It's Difficult to Talk About ICE on the Internet
Here's how the food world is getting around censure.
Ever since Immigration and Customs Enforcement was established by the Bush administration in the aftermath of 9/11, ICE has affected our food systems. One of the agency’s first large-scale workplace raids, in 2006, was a coordinated attack on six meatpacking plants across the Midwest in which 1,300 workers were arrested. And just last week, Civil Eats reported on dairy, grain, and livestock farmers all facing arrests, fear, and destabilization in the Minnesota area.
The recent wave of ICE raids and killings has material effect on the food world. On farms, like this Oregonian cherry orchard, whole seasonal crops are wasted, left to rot on trees, as migrant farmers grapple between picking fruit or facing the brutality of ICE raids, detention, and deportation, according to CNN. The U.S. Department of Agriculture estimates that over 40 percent of hired crop farmworkers are undocumented immigrants.
In Minnesota, restaurants have closed out of fear, staffing shortages, and in support of last week’s general strike (our friends over at Gourmet wrote about what protesters are eating in the meantime).
Far outside of Minnesota, workers and business owners are feeling the implications of participating in this protest. Caputo’s, in Salt Lake City, set up a tent to offer free food and drinks to protesters of ICE at the beginning of January, and the business was hit with a flurry of scolding one-star Google reviews — eventually counteracted by a flurry of positive reviews.
Even internet creators posting seemingly low-stakes messages in support of protesters are being censored and review-bombed by the online platforms that sustain them. All week, I’ve seen chefs and influencers post screenshots of plummeting follower counts and negative Amazon reviews of cookbooks.
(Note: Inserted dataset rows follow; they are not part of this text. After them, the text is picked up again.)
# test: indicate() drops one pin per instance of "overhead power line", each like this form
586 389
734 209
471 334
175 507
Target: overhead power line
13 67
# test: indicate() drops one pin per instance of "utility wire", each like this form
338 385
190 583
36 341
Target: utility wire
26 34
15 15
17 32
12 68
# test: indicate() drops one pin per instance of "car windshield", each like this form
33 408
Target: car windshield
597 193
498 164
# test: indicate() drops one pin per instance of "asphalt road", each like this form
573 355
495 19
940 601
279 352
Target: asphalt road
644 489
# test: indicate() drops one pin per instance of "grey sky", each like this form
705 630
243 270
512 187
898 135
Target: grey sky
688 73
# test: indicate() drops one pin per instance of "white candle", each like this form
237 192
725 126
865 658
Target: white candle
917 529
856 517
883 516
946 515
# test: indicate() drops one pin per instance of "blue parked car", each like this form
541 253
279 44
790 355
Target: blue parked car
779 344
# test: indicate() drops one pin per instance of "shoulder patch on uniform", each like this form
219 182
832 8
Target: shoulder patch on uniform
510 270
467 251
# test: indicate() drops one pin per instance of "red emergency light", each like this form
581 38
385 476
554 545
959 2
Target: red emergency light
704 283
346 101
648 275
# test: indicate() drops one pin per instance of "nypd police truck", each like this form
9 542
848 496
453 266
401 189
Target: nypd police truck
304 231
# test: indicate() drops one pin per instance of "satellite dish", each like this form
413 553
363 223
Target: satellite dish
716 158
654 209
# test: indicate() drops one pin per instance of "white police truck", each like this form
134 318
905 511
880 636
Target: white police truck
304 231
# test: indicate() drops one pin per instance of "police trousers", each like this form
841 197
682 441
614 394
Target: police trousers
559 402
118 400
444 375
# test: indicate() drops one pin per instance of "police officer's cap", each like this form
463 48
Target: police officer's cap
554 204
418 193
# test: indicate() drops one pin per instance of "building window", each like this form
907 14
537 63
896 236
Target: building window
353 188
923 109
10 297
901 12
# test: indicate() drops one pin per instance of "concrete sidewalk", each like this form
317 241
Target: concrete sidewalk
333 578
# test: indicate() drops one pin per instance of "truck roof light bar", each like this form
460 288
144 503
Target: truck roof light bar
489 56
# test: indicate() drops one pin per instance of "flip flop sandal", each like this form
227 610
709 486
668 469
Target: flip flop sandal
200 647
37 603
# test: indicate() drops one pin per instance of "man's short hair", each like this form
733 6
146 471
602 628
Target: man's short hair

While internet entities like Google, Meta, and TikTok (which is under new, Trump-approved ownership), will never really function as the neutral platforms we might expect them to be, there will always be workarounds. Earlier this week, cookbook author and content creator Justine Doiron posted a cinnamon bun TikTok to her 2.4 million followers with a stealthy voiceover about why ICE is so dangerous. Mysteriously, the video only accrued 800 views in a 48-hour span, so she deleted it and created an even more stealthy version. On an increasingly right-wing internet hungry for “politically neutral” viral recipes but purporting themselves as spaces for free speech and expression, it’s shameful that stealth may be the best we can do. —Anna
Where to Donate Right Now
These are a few organizations working to dismantle immigration detention and deportation systems, while supporting people directly impacted by ICE.
Anti-Detention and Abolitionist Groups
These organizations work to end immigration detention and enforcement:
- Freedom for Immigrants: Immigrant-led and abolitionist. They run a national detention hotline, fight detention expansion, and support people inside detention centers.
- Detention Watch Network: A national coalition organizing to end immigration detention and deportation through grassroots campaigns like Communities Not Cages.
Legal Defense
These groups offer legal representation and litigation that help people avoid detention, secure release, and fight deportation:
- Immigrant Defense Project: They focus on stopping detention and deportation, at the intersection of immigration and criminal law.
- National Immigrant Justice Center: They provide direct legal services to people facing detention and deportation, plus policy advocacy nationwide.
- Amica Center for Immigrant Rights: Another organization that provides strategic litigation and legal defense for immigrants in detention.
Immigrant-Led Advocacy
These groups focus on long-term systemic change, led by people directly impacted.
- United We Dream: The largest immigrant youth-led organization in the U.S., supporting DACA recipients and organizing against ICE expansion.
- National Network for Immigrant and Refugee Rights: A network that works to advance immigrant and refugee rights through grassroots organizing and advocacy.
- National Immigration Law Center: Works to defend and advance the rights of low-income immigrants through impact litigation and policy work.
Mutual Aid and Rapid Response
If you’re able, consider donating locally to immigrant-led mutual aid or rapid-response networks in your city. Tending the Soil is a Minnesota-based community organization currently raising emergency funds for transportation, food, safety gear and more for protesters at the frontlines in Minneapolis.
You can also call your local representatives using 5calls. There's a senate vote tomorrow, Thursday, Jan. 29, regarding funding for ICE in 2026, and 5calls provides you a script and and contact information so you can let your representatives know that you don't support the bill.